To take full advantage of the DAG parsing parallelism (by default, we have twice as many DAG parsing workers as available CPUs in the scheduler pod), we decided to code-generate the XML/SQL dag files, each of these files only defining a single DAG.

This means that if you want to make a change to these DAGs, you need to make a change to the DAG template file and/or the code generation script , and regenerate the DAG files.

  • The code generation script is in charge of defining the wikis in scope for each DAG, the DAG keyword arguments, the Airflow pool, etc, and renders each DAG file by injecting these parameters into the DAG file template
  • The DAG file template contains the actual DAG, with string template plaeholders for each of the parameters injected by the code generation script

For example, let's assume we'd like to remove the wip=True DAG keyword argument from each of these DAGs.

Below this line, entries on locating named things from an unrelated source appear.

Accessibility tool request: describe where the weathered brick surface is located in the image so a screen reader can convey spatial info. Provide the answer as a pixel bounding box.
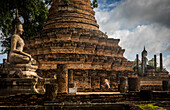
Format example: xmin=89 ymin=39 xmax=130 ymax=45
xmin=25 ymin=0 xmax=133 ymax=91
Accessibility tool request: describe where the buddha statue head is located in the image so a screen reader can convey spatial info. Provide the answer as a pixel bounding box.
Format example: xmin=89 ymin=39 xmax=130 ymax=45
xmin=12 ymin=12 xmax=24 ymax=35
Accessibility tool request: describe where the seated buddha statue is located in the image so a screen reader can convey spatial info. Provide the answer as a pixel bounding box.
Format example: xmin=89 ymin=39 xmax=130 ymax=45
xmin=9 ymin=12 xmax=36 ymax=65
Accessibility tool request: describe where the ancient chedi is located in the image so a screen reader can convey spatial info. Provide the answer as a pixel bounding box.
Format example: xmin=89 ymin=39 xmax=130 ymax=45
xmin=26 ymin=0 xmax=133 ymax=92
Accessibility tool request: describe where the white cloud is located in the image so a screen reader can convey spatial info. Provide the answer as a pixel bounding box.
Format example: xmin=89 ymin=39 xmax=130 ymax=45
xmin=164 ymin=55 xmax=170 ymax=72
xmin=95 ymin=0 xmax=170 ymax=71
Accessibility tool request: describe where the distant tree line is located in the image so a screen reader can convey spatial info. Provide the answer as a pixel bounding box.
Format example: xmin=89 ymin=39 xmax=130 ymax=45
xmin=0 ymin=0 xmax=98 ymax=54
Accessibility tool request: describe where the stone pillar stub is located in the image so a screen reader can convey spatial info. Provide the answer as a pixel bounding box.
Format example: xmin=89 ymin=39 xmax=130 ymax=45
xmin=154 ymin=55 xmax=157 ymax=72
xmin=119 ymin=77 xmax=128 ymax=93
xmin=68 ymin=70 xmax=74 ymax=88
xmin=128 ymin=77 xmax=140 ymax=91
xmin=160 ymin=53 xmax=163 ymax=71
xmin=45 ymin=84 xmax=57 ymax=101
xmin=162 ymin=81 xmax=169 ymax=91
xmin=136 ymin=54 xmax=139 ymax=74
xmin=57 ymin=64 xmax=68 ymax=94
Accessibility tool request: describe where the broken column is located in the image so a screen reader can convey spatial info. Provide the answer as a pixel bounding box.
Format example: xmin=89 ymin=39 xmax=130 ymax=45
xmin=128 ymin=77 xmax=140 ymax=91
xmin=154 ymin=55 xmax=157 ymax=72
xmin=68 ymin=70 xmax=74 ymax=88
xmin=162 ymin=81 xmax=169 ymax=91
xmin=136 ymin=54 xmax=139 ymax=74
xmin=57 ymin=64 xmax=68 ymax=94
xmin=160 ymin=53 xmax=163 ymax=71
xmin=119 ymin=77 xmax=128 ymax=93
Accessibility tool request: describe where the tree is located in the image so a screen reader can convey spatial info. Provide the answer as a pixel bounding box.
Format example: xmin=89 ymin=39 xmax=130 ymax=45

To do this, we would remove it from the code generation file.

diff --git a/scripts/generate_test_k8s_sql_xml_dump_dags.py b/scripts/generate_test_k8s_sql_xml_dump_dags.py
index a3c28060..a152e8b9 100755
--- a/scripts/generate_test_k8s_sql_xml_dump_dags.py
+++ b/scripts/generate_test_k8s_sql_xml_dump_dags.py
@@ -104,7 +104,6 @@ common_dag_kwargs = {
     "default_args": {
         "email": DUMPS_ALERTS_RECIPIENT,
     },
-    "wip": True,
 }

 RegularSqlXmlDumps = Dumps(

We would then regenerate all DAG files, which will also call black and isort on the generated DAG files.

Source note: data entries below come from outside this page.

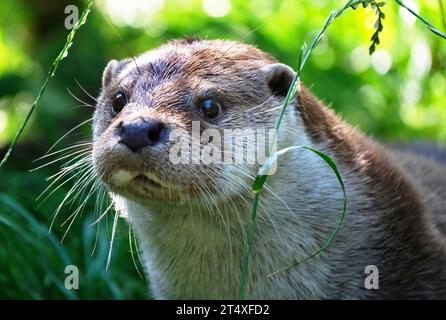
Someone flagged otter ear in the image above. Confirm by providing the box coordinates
[262,63,296,97]
[102,59,120,87]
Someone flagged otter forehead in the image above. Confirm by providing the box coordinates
[116,40,275,89]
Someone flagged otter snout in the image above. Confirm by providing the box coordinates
[118,117,167,152]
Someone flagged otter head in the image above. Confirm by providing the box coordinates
[93,40,294,206]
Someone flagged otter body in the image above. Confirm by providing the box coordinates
[93,40,446,299]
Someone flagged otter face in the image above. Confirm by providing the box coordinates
[93,40,294,205]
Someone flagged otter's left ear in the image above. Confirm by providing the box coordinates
[262,63,295,97]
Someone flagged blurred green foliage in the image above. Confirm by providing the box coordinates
[0,0,446,299]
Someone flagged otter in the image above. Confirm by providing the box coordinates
[92,39,446,299]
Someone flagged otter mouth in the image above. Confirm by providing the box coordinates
[132,173,163,189]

~/wmf/airflow-dags T406874 *14 !3 ?2  make test_k8s/dags/dumps/sql_xml
reformatted /Users/brouberol/wmf/airflow-dags/test_k8s/dags/dumps/sql_xml/mediawiki_dumps_sql_xml_large_a_to_z_full.py
...
reformatted /Users/brouberol/wmf/airflow-dags/test_k8s/dags/dumps/sql_xml/mediawiki_dumps_sql_xml_regular_t_to_v_partial.py

All done!  🍰 20 files reformatted, 1 file left unchanged.
Fixing /Users/brouberol/wmf/airflow-dags/test_k8s/dags/dumps/sql_xml/mediawiki_dumps_sql_xml_regular_l_to_m_full.py
...
Fixing /Users/brouberol/wmf/airflow-dags/test_k8s/dags/dumps/sql_xml/mediawiki_dumps_sql_xml_regular_a_to_b_full.py

You'll see your change being reflected in all DAGs (partial diff for clarity):

diff --git a/test_k8s/dags/dumps/sql_xml/mediawiki_dumps_sql_xml_regular_a_to_b_partial.py b/test_k8s/dags/dumps/sql_xml/mediawiki_dumps_sql_xml_regular_a_to_b_partial.py
index 07170f48..ae42caf5 100644
--- a/test_k8s/dags/dumps/sql_xml/mediawiki_dumps_sql_xml_regular_a_to_b_partial.py
+++ b/test_k8s/dags/dumps/sql_xml/mediawiki_dumps_sql_xml_regular_a_to_b_partial.py
@@ -271,7 +271,6 @@ dag_kwargs = {
     "max_active_runs": 1,
     "max_active_tasks": 32,
     "default_args": {"email": "data-platform-alerts@wikimedia.org"},
-    "wip": True,
 }
 dag_kwargs["schedule"] = PARTIAL_DUMP_SCHEDULE
 dag_kwargs["user_defined_filters"] = filters
diff --git a/test_k8s/dags/dumps/sql_xml/mediawiki_dumps_sql_xml_regular_c_to_e_full.py b/test_k8s/dags/dumps/sql_xml/mediawiki_dumps_sql_xml_regular_c_to_e_full.py
index 68d293ee..3343974b 100644
--- a/test_k8s/dags/dumps/sql_xml/mediawiki_dumps_sql_xml_regular_c_to_e_full.py
+++ b/test_k8s/dags/dumps/sql_xml/mediawiki_dumps_sql_xml_regular_c_to_e_full.py
@@ -247,7 +247,6 @@ dag_kwargs = {
     "max_active_runs": 1,
     "max_active_tasks": 32,
     "default_args": {"email": "data-platform-alerts@wikimedia.org"},
-    "wip": True,
 }
 dag_kwargs["schedule"] = FULL_DUMP_SCHEDULE
 dag_kwargs["user_defined_filters"] = filters

Once you're done, open a merge request with the change in the code generation script / template and the generated DAG files, which will then get automatically deployed when the MR is merged.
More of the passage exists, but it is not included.